3 Haziran 2012, köpeklerin Sivriada’ya götürülmeye başlandığı tarihin 102. Yıl dönümü olacak.
Bu tarihte Hayvan Partisi, ölüme terkedilen 80 bin köpeği anmak ve yaşanan faciayı hatırlatmak için Sivriada’ya gidecek.
Anma sırasında adaya 1910 katliamında ölen köpekler için bir de anı taşı dikilecek.
KATILIM ÜCRETSİZDİR!
Program:
11:00 / Kabataş Motor iskelesi
11:30 / Kadıköy Balon Yol Boyunca / Sivirada’nın tarihçesi sunumu
12:30 / Adaya çıkış ve sandviç ikramı
13:00 / Köpek anıtının açılışı
13:15 / Adada gezinti
13:45 / Adadan ayrılış
işte tarihde bugüne düşen notlar;
Bizans'tan beri İstanbul dört ayaklı mahlûklarının adedi her zaman için yüksek olan... Köpek nüfusundaki artış bazı zamanlarda patlama halini alınca yönetimler çare olarak ‘‘toplama kampı’’ yapılması oldu ve kamp Marmara Denizindeki Hayırsızada'da kuruldu.

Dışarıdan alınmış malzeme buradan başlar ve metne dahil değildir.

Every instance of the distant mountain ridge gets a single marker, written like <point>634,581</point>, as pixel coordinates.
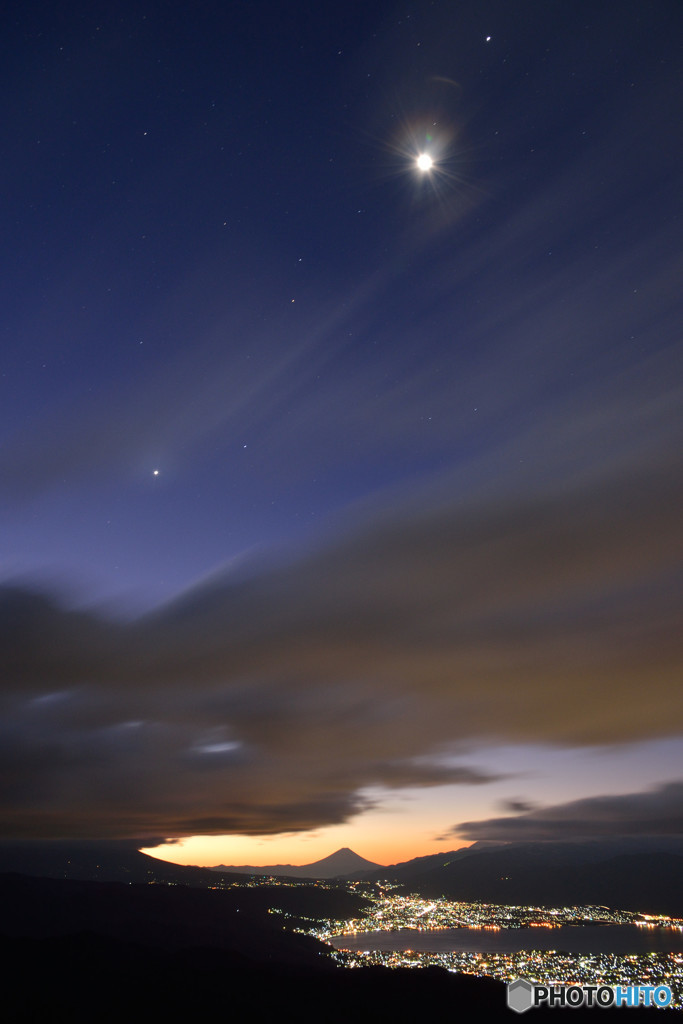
<point>342,863</point>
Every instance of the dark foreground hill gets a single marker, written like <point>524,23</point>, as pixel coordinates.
<point>107,952</point>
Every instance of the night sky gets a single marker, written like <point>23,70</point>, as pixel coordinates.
<point>341,499</point>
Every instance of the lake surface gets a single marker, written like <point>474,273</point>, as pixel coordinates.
<point>622,939</point>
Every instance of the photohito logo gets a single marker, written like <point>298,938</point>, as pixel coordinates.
<point>522,995</point>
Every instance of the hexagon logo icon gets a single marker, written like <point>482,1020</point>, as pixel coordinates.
<point>520,995</point>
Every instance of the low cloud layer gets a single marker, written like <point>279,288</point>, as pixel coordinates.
<point>275,700</point>
<point>657,812</point>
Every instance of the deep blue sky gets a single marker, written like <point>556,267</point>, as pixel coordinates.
<point>383,401</point>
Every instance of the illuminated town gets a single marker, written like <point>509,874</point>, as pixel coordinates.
<point>390,911</point>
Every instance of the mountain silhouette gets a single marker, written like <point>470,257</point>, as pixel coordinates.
<point>342,863</point>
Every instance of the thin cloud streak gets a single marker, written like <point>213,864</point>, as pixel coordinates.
<point>656,812</point>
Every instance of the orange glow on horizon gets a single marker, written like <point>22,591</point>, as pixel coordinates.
<point>208,851</point>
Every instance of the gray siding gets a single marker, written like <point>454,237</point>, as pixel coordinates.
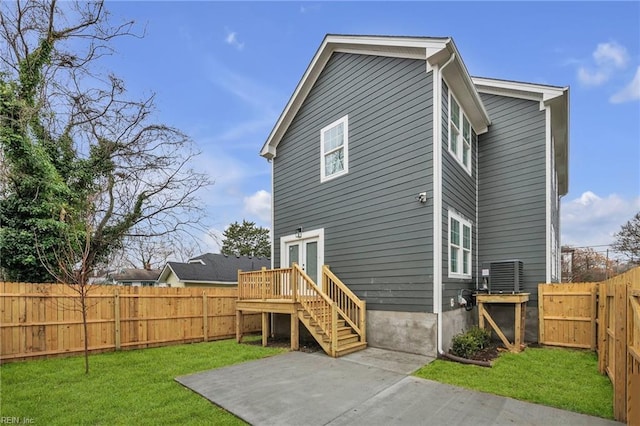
<point>512,214</point>
<point>459,194</point>
<point>378,237</point>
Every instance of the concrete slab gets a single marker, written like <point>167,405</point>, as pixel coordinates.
<point>415,401</point>
<point>371,387</point>
<point>398,362</point>
<point>291,389</point>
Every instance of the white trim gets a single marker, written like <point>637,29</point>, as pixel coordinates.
<point>517,89</point>
<point>547,154</point>
<point>463,115</point>
<point>434,51</point>
<point>437,197</point>
<point>273,217</point>
<point>306,235</point>
<point>452,214</point>
<point>345,149</point>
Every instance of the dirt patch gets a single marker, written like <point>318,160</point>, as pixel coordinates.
<point>489,353</point>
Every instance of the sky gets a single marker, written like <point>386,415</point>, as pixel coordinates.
<point>223,72</point>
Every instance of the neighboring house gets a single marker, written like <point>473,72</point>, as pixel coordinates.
<point>134,277</point>
<point>209,270</point>
<point>404,174</point>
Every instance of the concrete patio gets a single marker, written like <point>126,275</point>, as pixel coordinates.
<point>371,387</point>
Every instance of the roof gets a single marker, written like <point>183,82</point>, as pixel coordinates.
<point>213,268</point>
<point>435,51</point>
<point>554,97</point>
<point>137,275</point>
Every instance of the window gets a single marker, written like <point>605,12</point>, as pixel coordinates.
<point>459,134</point>
<point>459,246</point>
<point>334,139</point>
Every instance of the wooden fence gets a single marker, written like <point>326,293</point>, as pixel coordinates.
<point>44,320</point>
<point>605,316</point>
<point>567,314</point>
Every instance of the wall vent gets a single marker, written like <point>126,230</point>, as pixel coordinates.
<point>505,276</point>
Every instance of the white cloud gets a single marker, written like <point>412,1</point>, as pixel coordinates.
<point>608,58</point>
<point>592,78</point>
<point>611,54</point>
<point>232,39</point>
<point>259,205</point>
<point>591,220</point>
<point>631,92</point>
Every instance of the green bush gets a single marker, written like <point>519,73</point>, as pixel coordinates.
<point>470,343</point>
<point>483,336</point>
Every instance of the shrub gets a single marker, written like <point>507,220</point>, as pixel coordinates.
<point>470,343</point>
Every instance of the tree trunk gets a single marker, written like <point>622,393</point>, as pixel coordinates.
<point>83,304</point>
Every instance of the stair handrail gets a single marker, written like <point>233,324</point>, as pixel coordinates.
<point>331,305</point>
<point>359,328</point>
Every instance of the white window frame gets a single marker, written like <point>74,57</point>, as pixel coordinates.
<point>459,248</point>
<point>345,147</point>
<point>461,141</point>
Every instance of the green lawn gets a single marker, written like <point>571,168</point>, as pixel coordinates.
<point>128,387</point>
<point>562,378</point>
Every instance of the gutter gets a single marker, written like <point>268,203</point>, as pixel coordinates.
<point>437,196</point>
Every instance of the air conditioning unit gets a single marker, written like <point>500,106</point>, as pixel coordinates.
<point>504,276</point>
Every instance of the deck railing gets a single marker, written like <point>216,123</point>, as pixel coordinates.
<point>350,307</point>
<point>325,303</point>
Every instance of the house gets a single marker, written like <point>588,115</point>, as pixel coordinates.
<point>405,174</point>
<point>133,277</point>
<point>209,270</point>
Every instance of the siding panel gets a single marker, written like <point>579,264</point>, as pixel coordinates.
<point>377,236</point>
<point>512,181</point>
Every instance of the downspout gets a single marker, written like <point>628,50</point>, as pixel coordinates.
<point>477,227</point>
<point>437,198</point>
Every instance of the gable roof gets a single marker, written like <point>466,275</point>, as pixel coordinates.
<point>435,51</point>
<point>554,97</point>
<point>136,275</point>
<point>212,267</point>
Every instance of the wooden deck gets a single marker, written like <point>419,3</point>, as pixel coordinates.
<point>334,316</point>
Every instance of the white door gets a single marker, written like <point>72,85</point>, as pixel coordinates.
<point>307,251</point>
<point>305,254</point>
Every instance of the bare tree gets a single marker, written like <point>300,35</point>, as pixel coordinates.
<point>627,240</point>
<point>101,149</point>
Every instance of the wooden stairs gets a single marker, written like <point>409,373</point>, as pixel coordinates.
<point>348,340</point>
<point>333,314</point>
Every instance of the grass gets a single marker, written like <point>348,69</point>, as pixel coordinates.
<point>129,387</point>
<point>561,378</point>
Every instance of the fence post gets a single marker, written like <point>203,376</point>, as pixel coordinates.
<point>541,313</point>
<point>205,319</point>
<point>116,315</point>
<point>620,352</point>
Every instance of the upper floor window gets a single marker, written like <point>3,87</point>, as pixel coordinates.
<point>334,148</point>
<point>459,246</point>
<point>459,134</point>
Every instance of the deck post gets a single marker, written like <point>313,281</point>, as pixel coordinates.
<point>295,332</point>
<point>294,282</point>
<point>363,321</point>
<point>334,329</point>
<point>239,325</point>
<point>265,328</point>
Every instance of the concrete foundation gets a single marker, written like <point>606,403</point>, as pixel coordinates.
<point>412,332</point>
<point>456,322</point>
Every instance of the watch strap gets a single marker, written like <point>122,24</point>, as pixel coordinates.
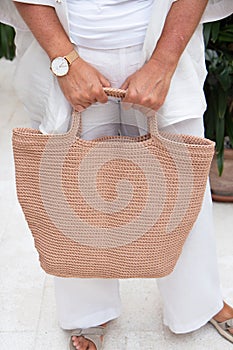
<point>73,55</point>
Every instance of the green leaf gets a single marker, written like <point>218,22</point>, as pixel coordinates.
<point>215,31</point>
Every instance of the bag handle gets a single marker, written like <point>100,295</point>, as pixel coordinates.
<point>119,93</point>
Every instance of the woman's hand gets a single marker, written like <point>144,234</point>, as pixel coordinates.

Türk Tarihindeki Köpek Katliamları Hayırsızada (Sivriada) kampı
İstanbul köpekleri ilk toplu sürgünlerinden birini 19. yy’ın ilk çeyreğinde İkinci Mahmudzamanında yaşadı. Hükümdar İstanbul'da ne kadar köpek varsa yakalanıp adaya gönderilmesini buyurdu birkaç gün boyunca şehirde belki de tek bir hayvan kalmadı: Halk ‘‘Hayvanlara eziyet etmek uğursuzluk getirir başımıza iş açılır köpekleri orada bırakmayalım’’ diye homurdanmaya başlayınca sağ kalan köpekler yeniden İstanbul sokaklarına salındı. Ama uğursuzluk da geldi: Mısır Valisi Kavalalı Mehmed Ali Paşa'nın oğlu İbrahim Paşa'nın ordusu Kahire'den kalktı Kütahya'ya kadar girdi...

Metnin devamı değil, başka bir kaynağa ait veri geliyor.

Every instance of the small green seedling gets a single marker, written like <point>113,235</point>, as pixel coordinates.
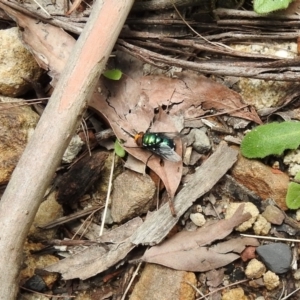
<point>267,6</point>
<point>114,74</point>
<point>119,149</point>
<point>293,194</point>
<point>271,139</point>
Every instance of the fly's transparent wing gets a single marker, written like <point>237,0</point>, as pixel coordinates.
<point>166,153</point>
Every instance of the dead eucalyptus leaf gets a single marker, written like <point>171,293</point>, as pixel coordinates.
<point>188,250</point>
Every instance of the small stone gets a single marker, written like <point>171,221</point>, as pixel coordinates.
<point>249,207</point>
<point>261,226</point>
<point>158,282</point>
<point>198,219</point>
<point>17,126</point>
<point>202,142</point>
<point>248,253</point>
<point>276,256</point>
<point>271,280</point>
<point>48,211</point>
<point>255,269</point>
<point>234,294</point>
<point>16,63</point>
<point>108,217</point>
<point>73,149</point>
<point>292,159</point>
<point>273,214</point>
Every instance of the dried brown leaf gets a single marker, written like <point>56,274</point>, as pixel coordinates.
<point>96,259</point>
<point>186,251</point>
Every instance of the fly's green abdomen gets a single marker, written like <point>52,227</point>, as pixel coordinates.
<point>155,140</point>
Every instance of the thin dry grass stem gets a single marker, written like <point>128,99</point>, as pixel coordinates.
<point>271,238</point>
<point>225,287</point>
<point>88,219</point>
<point>131,281</point>
<point>157,195</point>
<point>86,135</point>
<point>42,8</point>
<point>289,295</point>
<point>225,112</point>
<point>108,194</point>
<point>6,106</point>
<point>193,30</point>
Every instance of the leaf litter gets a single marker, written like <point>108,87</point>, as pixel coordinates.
<point>189,251</point>
<point>160,104</point>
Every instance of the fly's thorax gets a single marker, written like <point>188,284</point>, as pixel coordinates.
<point>156,140</point>
<point>139,138</point>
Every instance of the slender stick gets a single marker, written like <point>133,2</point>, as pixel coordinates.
<point>53,133</point>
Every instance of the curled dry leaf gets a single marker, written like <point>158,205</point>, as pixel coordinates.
<point>97,259</point>
<point>131,103</point>
<point>188,250</point>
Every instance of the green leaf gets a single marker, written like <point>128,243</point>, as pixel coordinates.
<point>114,74</point>
<point>270,139</point>
<point>267,6</point>
<point>119,149</point>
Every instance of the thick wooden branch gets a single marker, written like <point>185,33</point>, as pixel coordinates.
<point>55,128</point>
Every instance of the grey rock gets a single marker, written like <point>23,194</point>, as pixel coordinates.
<point>276,256</point>
<point>16,63</point>
<point>202,142</point>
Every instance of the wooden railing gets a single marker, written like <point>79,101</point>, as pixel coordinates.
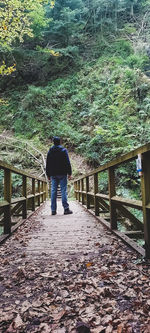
<point>33,193</point>
<point>114,206</point>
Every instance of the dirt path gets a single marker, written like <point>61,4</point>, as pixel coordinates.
<point>67,274</point>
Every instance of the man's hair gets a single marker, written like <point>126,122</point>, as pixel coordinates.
<point>56,140</point>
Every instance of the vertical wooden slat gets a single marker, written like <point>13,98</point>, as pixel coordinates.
<point>75,188</point>
<point>33,192</point>
<point>145,187</point>
<point>87,190</point>
<point>7,197</point>
<point>82,189</point>
<point>39,190</point>
<point>42,189</point>
<point>96,206</point>
<point>24,192</point>
<point>112,192</point>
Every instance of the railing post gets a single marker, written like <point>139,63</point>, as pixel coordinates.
<point>78,190</point>
<point>82,189</point>
<point>33,192</point>
<point>39,190</point>
<point>87,190</point>
<point>24,190</point>
<point>7,197</point>
<point>145,186</point>
<point>96,206</point>
<point>75,189</point>
<point>112,192</point>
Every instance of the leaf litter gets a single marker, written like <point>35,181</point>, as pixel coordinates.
<point>103,291</point>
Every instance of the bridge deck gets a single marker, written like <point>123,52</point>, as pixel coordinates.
<point>59,270</point>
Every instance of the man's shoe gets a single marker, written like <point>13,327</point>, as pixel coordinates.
<point>67,211</point>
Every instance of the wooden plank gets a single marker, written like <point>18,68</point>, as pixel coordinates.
<point>145,187</point>
<point>3,203</point>
<point>87,193</point>
<point>24,192</point>
<point>96,206</point>
<point>121,159</point>
<point>82,189</point>
<point>112,192</point>
<point>121,235</point>
<point>135,233</point>
<point>127,202</point>
<point>4,165</point>
<point>126,213</point>
<point>102,196</point>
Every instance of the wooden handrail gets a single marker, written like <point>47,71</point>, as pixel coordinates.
<point>118,206</point>
<point>28,201</point>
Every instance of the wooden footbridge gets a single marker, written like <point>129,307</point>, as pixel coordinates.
<point>108,207</point>
<point>73,273</point>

1910' da ‘‘köpek meselesi’’ni çözmeye bu defa da İstanbul ‘‘Şehremini’’ yani Belediye Başkanı Suphi Beysoyundu: İstanbul'daki bütün köpeklerin yeniden Hayırsızada' ya yollanmasını emretti birkaç gün içinde 80 bin civarında köpek mecburi bir ada yolculuğuna çıkartıldı.
Hayırsızada sadece kayaydı dikili tek bir ağaç bile yoktu ve 80 bin köpeğin feryadı söylendiğine göre geceleri İstanbul'dan bile işitilir olmuştu... Sesler birkaç gün sonra kesildi zira yaşayabilmek için birbirlerini yiyen köpeklerden artık bir teki bile hayatta değildi...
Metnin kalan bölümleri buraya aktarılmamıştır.